You’re not feeling great in your body. Maybe you’ve gained some weight. Maybe you feel uncomfortable, sluggish, or just not like yourself. So you decide to “be good”. You cut back. You restrict. You tell yourself you just need more discipline.
At first, it feels okay. Even empowering.
But then hunger kicks in. Real hunger. Not just physical, but mental hunger too. Your body is asking for fuel, and your brain is asking for relief. Restriction doesn’t just make us hungry, it makes us sad, flat, irritable, and depleted.
And when we feel depleted, we look for dopamine.
That dopamine often comes from foods that are quick, comforting, and pleasurable. Chocolate. Biscuits. Snack foods. so called Fun foods.

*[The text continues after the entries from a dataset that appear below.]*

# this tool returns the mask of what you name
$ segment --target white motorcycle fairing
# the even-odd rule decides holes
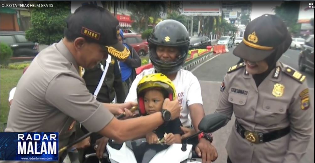
[[[145,142],[142,143],[142,144],[144,143],[146,144],[142,144],[140,145],[145,145],[144,146],[147,146],[148,147],[150,147],[150,145],[158,145],[155,144],[150,145]],[[122,144],[120,149],[117,149],[112,148],[109,143],[106,145],[106,148],[108,154],[109,158],[111,162],[112,163],[135,163],[142,161],[149,163],[179,163],[192,157],[192,145],[186,144],[186,150],[185,151],[182,151],[182,146],[181,144],[174,144],[168,147],[165,146],[165,149],[160,151],[156,151],[154,148],[150,149],[149,148],[146,151],[144,152],[143,155],[141,155],[143,157],[138,158],[139,162],[137,161],[136,158],[136,156],[134,152],[134,150],[135,150],[135,152],[137,152],[137,150],[141,149],[146,150],[145,148],[141,148],[141,146],[144,146],[143,145],[138,145],[138,147],[140,147],[140,149],[135,148],[132,149],[126,145],[126,143],[125,142]]]

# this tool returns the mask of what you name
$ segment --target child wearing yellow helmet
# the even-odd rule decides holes
[[[139,113],[144,116],[162,111],[164,99],[173,100],[176,95],[174,84],[161,73],[144,76],[138,84],[137,93]],[[159,139],[164,138],[164,143],[168,145],[181,143],[181,126],[179,118],[170,121],[146,134],[147,142],[150,144],[158,144]]]

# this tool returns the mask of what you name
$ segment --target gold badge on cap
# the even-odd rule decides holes
[[[284,86],[281,84],[277,83],[273,86],[272,90],[272,95],[275,97],[278,97],[282,96],[284,91]]]
[[[258,37],[256,35],[256,32],[254,31],[251,34],[248,35],[247,39],[249,41],[252,42],[254,43],[257,42],[258,41]]]
[[[111,61],[111,63],[112,64],[114,64],[115,63],[115,60],[113,59],[112,59],[112,61]]]
[[[165,41],[166,42],[169,41],[169,40],[170,39],[171,39],[171,38],[170,38],[168,36],[167,36],[165,37],[165,38],[164,38],[164,40],[165,40]]]

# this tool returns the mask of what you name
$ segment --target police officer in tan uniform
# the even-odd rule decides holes
[[[41,51],[18,83],[6,132],[58,132],[60,148],[69,143],[76,120],[90,132],[124,141],[144,135],[164,122],[179,117],[177,99],[166,99],[166,110],[147,116],[120,121],[132,103],[98,102],[79,74],[79,66],[92,68],[108,51],[120,60],[130,52],[118,42],[118,21],[108,11],[85,5],[67,19],[65,37]],[[145,123],[143,122],[146,122]],[[62,161],[66,152],[60,154]]]
[[[305,76],[278,61],[291,41],[281,19],[264,14],[233,51],[244,62],[229,69],[216,111],[236,117],[228,162],[298,162],[305,153],[313,109]]]

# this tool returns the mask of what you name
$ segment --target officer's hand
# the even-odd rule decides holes
[[[103,154],[104,153],[106,145],[108,142],[108,138],[106,137],[98,139],[95,142],[95,146],[97,147],[96,153],[98,158],[101,159],[103,158]]]
[[[211,162],[218,158],[216,149],[204,138],[200,139],[195,150],[199,157],[201,156],[202,162]]]
[[[167,98],[164,100],[163,103],[162,108],[167,109],[171,112],[171,119],[174,119],[179,117],[181,107],[179,104],[179,102],[177,100],[177,97],[172,101],[170,101],[169,99]]]
[[[165,138],[165,144],[167,145],[172,145],[175,143],[176,138],[175,135],[172,133],[169,133],[167,134]]]
[[[119,104],[118,105],[118,107],[121,109],[123,110],[125,108],[131,109],[132,107],[138,106],[138,103],[133,102],[127,102],[123,104]]]
[[[123,110],[119,109],[118,111],[118,115],[120,115],[121,114],[125,112],[125,117],[124,117],[123,118],[122,118],[122,119],[126,119],[129,118],[131,117],[133,117],[134,114],[132,113],[132,112],[130,110],[124,108]]]
[[[196,132],[193,128],[190,128],[186,127],[180,126],[180,129],[184,132],[184,134],[181,135],[181,139],[183,140],[191,135],[195,134]]]
[[[90,145],[91,145],[90,144],[90,143],[91,139],[90,137],[89,137],[83,139],[83,140],[74,144],[73,146],[77,149],[83,149],[89,147]]]
[[[153,132],[150,132],[146,135],[146,142],[149,144],[158,144],[158,135]]]

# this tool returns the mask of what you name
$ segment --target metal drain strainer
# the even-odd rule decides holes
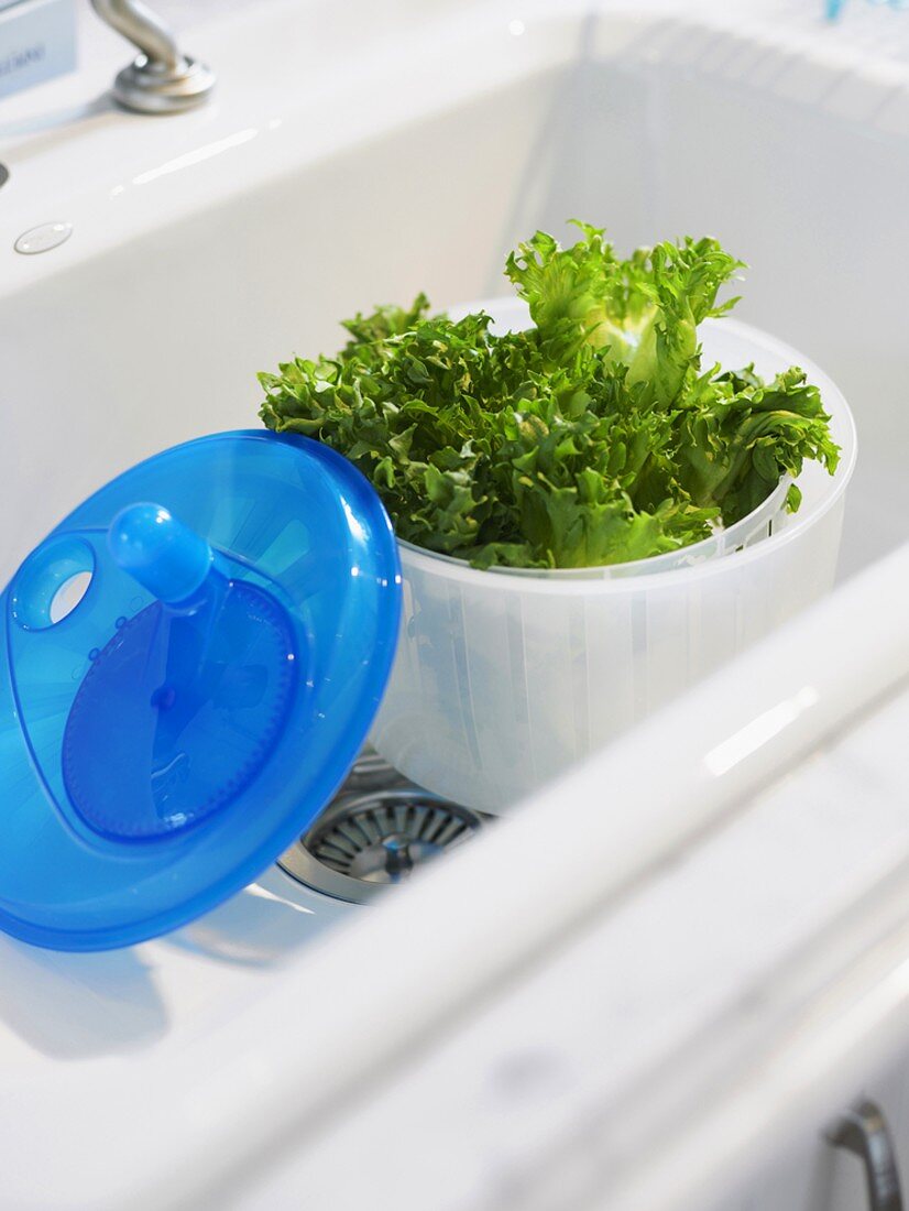
[[[482,827],[477,813],[414,787],[344,794],[280,865],[316,891],[362,903]]]

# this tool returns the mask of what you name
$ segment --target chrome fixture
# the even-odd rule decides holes
[[[121,105],[139,114],[179,114],[206,101],[214,74],[180,52],[173,33],[142,0],[92,0],[92,7],[142,52],[114,81]]]
[[[830,1127],[827,1140],[864,1165],[869,1211],[903,1211],[893,1142],[879,1106],[862,1102],[852,1107]]]

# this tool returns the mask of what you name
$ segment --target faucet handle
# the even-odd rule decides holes
[[[121,105],[140,114],[178,114],[207,99],[214,73],[183,54],[173,33],[142,0],[91,2],[105,24],[140,51],[114,81]]]

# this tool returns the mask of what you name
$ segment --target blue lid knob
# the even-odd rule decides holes
[[[162,505],[122,509],[108,530],[108,546],[123,572],[171,606],[201,589],[213,562],[206,540]]]

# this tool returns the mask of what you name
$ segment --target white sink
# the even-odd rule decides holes
[[[257,371],[332,349],[339,318],[374,303],[499,293],[514,242],[570,216],[623,247],[708,230],[750,262],[742,318],[804,349],[856,412],[842,570],[904,541],[903,70],[852,56],[841,35],[793,33],[786,15],[765,22],[760,0],[742,6],[744,31],[719,0],[686,8],[249,5],[189,36],[219,74],[217,101],[161,120],[97,99],[123,50],[86,23],[82,71],[0,108],[2,582],[115,472],[257,425]],[[51,222],[73,224],[65,243],[13,251]],[[545,813],[571,808],[559,794],[522,834],[536,879]],[[594,838],[592,819],[575,820],[579,865],[609,850],[611,826]],[[499,878],[495,844],[505,853],[489,838],[459,857],[467,885]],[[559,929],[592,908],[581,883],[558,897]],[[444,871],[362,916],[272,871],[191,929],[110,955],[0,939],[2,1196],[22,1211],[231,1205],[241,1160],[264,1164],[339,1090],[553,942],[530,880],[502,878],[500,894],[520,926],[490,930],[494,897],[473,897],[481,957]],[[323,946],[341,918],[352,928]],[[387,987],[386,918],[382,945],[405,969]],[[631,957],[622,970],[631,987]]]

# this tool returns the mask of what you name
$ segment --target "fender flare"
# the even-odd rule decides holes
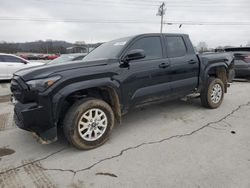
[[[52,109],[53,109],[53,119],[55,124],[58,124],[59,115],[61,113],[63,104],[65,99],[74,92],[97,88],[97,87],[110,87],[112,88],[117,96],[119,101],[121,101],[121,94],[119,91],[120,84],[116,81],[112,81],[110,78],[101,78],[96,80],[86,80],[86,81],[79,81],[72,84],[69,84],[59,90],[53,97],[52,97]]]

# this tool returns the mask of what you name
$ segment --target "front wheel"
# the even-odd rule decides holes
[[[104,144],[113,127],[113,110],[103,100],[94,98],[73,104],[63,123],[65,137],[78,149],[92,149]]]
[[[224,97],[224,84],[219,78],[209,78],[206,87],[201,92],[201,103],[206,108],[218,108]]]

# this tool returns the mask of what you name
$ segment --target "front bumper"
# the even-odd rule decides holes
[[[39,106],[37,103],[17,102],[14,107],[16,125],[33,132],[41,143],[51,143],[57,140],[57,128],[50,117],[48,108]]]

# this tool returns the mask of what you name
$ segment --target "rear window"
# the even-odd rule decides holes
[[[166,37],[168,57],[181,57],[187,53],[182,37]]]
[[[146,53],[145,59],[162,58],[162,46],[160,37],[144,37],[135,41],[129,50],[142,49]]]

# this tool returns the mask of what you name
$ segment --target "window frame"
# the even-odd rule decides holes
[[[185,47],[185,53],[183,55],[171,57],[170,52],[169,52],[169,47],[168,47],[168,38],[170,38],[170,37],[172,37],[172,38],[173,37],[175,37],[175,38],[181,38],[181,40],[182,40],[182,42],[184,44],[184,47]],[[165,41],[165,48],[166,48],[166,52],[167,52],[167,57],[168,58],[184,57],[184,56],[186,56],[188,54],[187,44],[186,44],[183,36],[177,36],[177,35],[176,36],[174,36],[174,35],[173,36],[168,36],[168,35],[166,35],[166,36],[164,36],[164,41]]]
[[[165,53],[164,53],[164,49],[165,49],[165,46],[164,46],[164,43],[162,41],[162,36],[161,35],[145,35],[145,36],[139,36],[139,37],[135,37],[132,42],[130,42],[130,44],[128,44],[126,46],[126,48],[123,50],[123,52],[121,53],[122,55],[120,56],[121,59],[124,58],[124,56],[126,56],[126,54],[130,51],[130,48],[138,41],[138,40],[141,40],[141,39],[144,39],[144,38],[152,38],[152,37],[157,37],[159,38],[160,40],[160,45],[161,45],[161,54],[162,54],[162,57],[158,57],[158,58],[150,58],[150,59],[146,59],[146,58],[143,58],[143,59],[138,59],[138,60],[133,60],[133,62],[140,62],[140,61],[154,61],[154,60],[159,60],[159,59],[164,59],[165,58]]]

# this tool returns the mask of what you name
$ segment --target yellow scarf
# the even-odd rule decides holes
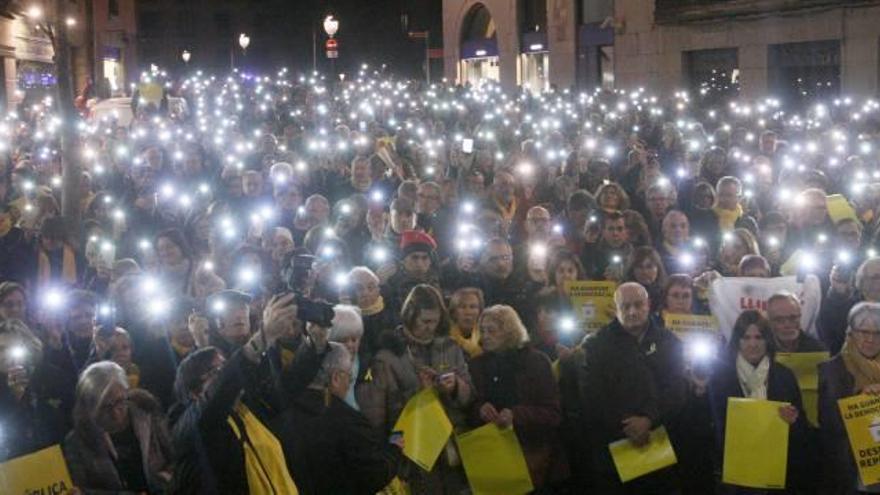
[[[379,296],[371,306],[367,306],[366,308],[361,308],[361,316],[373,316],[377,315],[385,309],[385,299],[382,296]]]
[[[76,256],[73,249],[67,244],[64,245],[64,255],[61,263],[61,278],[69,284],[76,283]],[[37,280],[40,284],[48,284],[52,280],[52,265],[49,263],[49,255],[40,249],[37,260]]]
[[[849,336],[846,337],[846,342],[840,349],[840,355],[843,356],[846,370],[855,381],[853,393],[861,393],[865,386],[880,383],[880,360],[862,356]]]
[[[501,217],[508,222],[513,221],[513,217],[516,215],[516,196],[510,201],[510,207],[506,207],[498,201],[498,198],[492,196],[492,200],[495,201],[495,205],[498,206],[498,211],[501,213]]]
[[[480,354],[483,353],[483,348],[480,347],[480,327],[474,327],[471,330],[471,336],[465,337],[464,332],[461,331],[461,328],[455,323],[452,324],[452,328],[449,330],[449,337],[458,344],[461,349],[467,353],[467,355],[473,359]]]
[[[239,402],[233,411],[244,426],[247,436],[242,440],[238,424],[230,416],[226,422],[235,437],[242,440],[244,468],[247,473],[248,489],[251,495],[285,493],[297,495],[299,491],[284,462],[284,451],[278,438],[260,422],[259,418]]]
[[[718,226],[721,227],[722,232],[733,230],[736,226],[736,221],[739,220],[739,217],[741,217],[743,213],[742,205],[740,204],[737,204],[736,208],[733,210],[726,210],[718,206],[713,206],[712,211],[718,216]]]

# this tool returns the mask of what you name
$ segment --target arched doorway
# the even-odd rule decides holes
[[[472,86],[486,81],[498,82],[501,78],[495,21],[481,3],[471,7],[461,25],[458,75],[460,83]]]

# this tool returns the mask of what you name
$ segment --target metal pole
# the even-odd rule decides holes
[[[425,30],[425,77],[431,85],[431,31]]]

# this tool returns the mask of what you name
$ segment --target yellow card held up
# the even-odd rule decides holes
[[[575,315],[586,332],[596,332],[614,319],[616,282],[575,280],[565,283]]]
[[[430,471],[452,435],[452,423],[437,392],[426,388],[406,403],[394,431],[403,432],[403,454],[420,468]]]
[[[61,446],[0,464],[0,493],[69,493],[73,488]]]
[[[678,462],[665,426],[652,430],[651,441],[644,447],[636,447],[629,439],[623,439],[608,444],[608,450],[623,483]]]
[[[880,397],[856,395],[837,401],[862,484],[880,483]]]
[[[827,352],[777,352],[776,362],[790,369],[798,380],[804,411],[813,426],[819,426],[819,363],[827,361]]]
[[[513,428],[489,423],[456,435],[455,441],[474,495],[520,495],[534,490]]]
[[[832,194],[825,198],[825,202],[828,205],[828,216],[834,223],[845,219],[852,219],[861,224],[859,217],[856,215],[856,210],[853,209],[852,205],[849,204],[849,201],[842,194]]]
[[[784,488],[788,423],[779,417],[784,402],[727,400],[722,481],[749,488]]]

Not because they’re bad, but because they work fast. They give us a moment of relief. A pause. A tiny sense of okay.
So we eat them.
Then guilt shows up.
We tell ourselves we’ve failed. We panic about weight gain. We promise to “do better tomorrow”. And tomorrow usually means restricting again. Cutting back. Trying to undo what we fear we’ve done.
And the cycle continues.
What often gets missed in all of this is that the weight gain we’re so afraid of didn’t happen because we ate chocolate or because we “couldn’t control ourselves”. It happened because our body wasn’t being taken care of properly in the first place.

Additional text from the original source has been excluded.